Lee, D. Y. W.. 2010, 'What corpora are available?', in M. McCarthy & A. O'Keeffe (eds), The Routledge Handbook of Corpus Linguistics, Routledge, Abingdon. pp. 107


Given how rapidly new electronic corpora come into existence, a chapter such as this may, on the face of it, seem to run the risk of going out of date quite quickly. However, there is a case to be made for having a general survey of currently available corpora: it will help give newcomers to the field a quick overview of what is available (the corpus universe) as well as an understanding of the differences that can be found between one corpus and another (the different stars and constellations withing the universe and their distinguishing characteristics).
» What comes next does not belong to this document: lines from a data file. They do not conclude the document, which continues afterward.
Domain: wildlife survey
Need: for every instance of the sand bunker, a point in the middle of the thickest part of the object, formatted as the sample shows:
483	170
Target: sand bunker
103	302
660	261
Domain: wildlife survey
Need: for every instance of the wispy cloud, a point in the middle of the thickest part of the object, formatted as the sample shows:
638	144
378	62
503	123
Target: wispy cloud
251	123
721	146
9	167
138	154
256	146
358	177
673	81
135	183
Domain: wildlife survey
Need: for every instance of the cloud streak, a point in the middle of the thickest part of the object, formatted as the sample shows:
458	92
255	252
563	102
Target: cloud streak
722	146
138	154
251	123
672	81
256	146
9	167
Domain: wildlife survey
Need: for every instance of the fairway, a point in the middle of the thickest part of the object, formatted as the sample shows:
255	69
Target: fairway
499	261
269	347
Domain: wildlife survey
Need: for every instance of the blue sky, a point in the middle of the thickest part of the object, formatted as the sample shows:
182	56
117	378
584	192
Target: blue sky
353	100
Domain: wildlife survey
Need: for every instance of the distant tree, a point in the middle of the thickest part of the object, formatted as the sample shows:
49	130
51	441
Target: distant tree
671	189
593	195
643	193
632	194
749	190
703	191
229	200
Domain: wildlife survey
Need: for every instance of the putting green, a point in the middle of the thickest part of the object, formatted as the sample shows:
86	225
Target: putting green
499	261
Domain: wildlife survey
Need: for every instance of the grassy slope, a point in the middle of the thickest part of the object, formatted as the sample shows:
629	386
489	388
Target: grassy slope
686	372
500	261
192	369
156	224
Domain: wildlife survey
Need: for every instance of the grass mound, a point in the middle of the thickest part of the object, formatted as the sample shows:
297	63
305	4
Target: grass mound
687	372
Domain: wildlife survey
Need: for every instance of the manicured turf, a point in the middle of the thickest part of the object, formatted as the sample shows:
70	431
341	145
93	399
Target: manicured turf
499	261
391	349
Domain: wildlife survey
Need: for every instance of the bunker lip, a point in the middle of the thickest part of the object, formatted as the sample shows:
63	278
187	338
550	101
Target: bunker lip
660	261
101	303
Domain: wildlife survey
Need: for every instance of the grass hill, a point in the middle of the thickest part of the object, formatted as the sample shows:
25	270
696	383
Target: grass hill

Many types of corpora for a huge variety of languages have sprung up all over the world (particularly in the last decade, in the case of languages other than English), and the trend looks set to continue apace largely because research withing the corpus paradigm has proven so fruitful. The bird's-eye view if currently available corpora in this chapter will provide a launching pad for those seeking out resources for research or pedagogical applications, but it is not intended to be exhaustive. This chapter is restricted to the description of 'ready-made' corpora - i.e. specially organised collections of text that are called copora by the creators. There are many text-collection or text library sites such Gutenberg or American Rhetoric where you may download individual books, plays, speeches, interviews, and so forth, to create your won personal corpus. Such electronic text libraries are certainly worth visiting, but are not the focus of this chapter.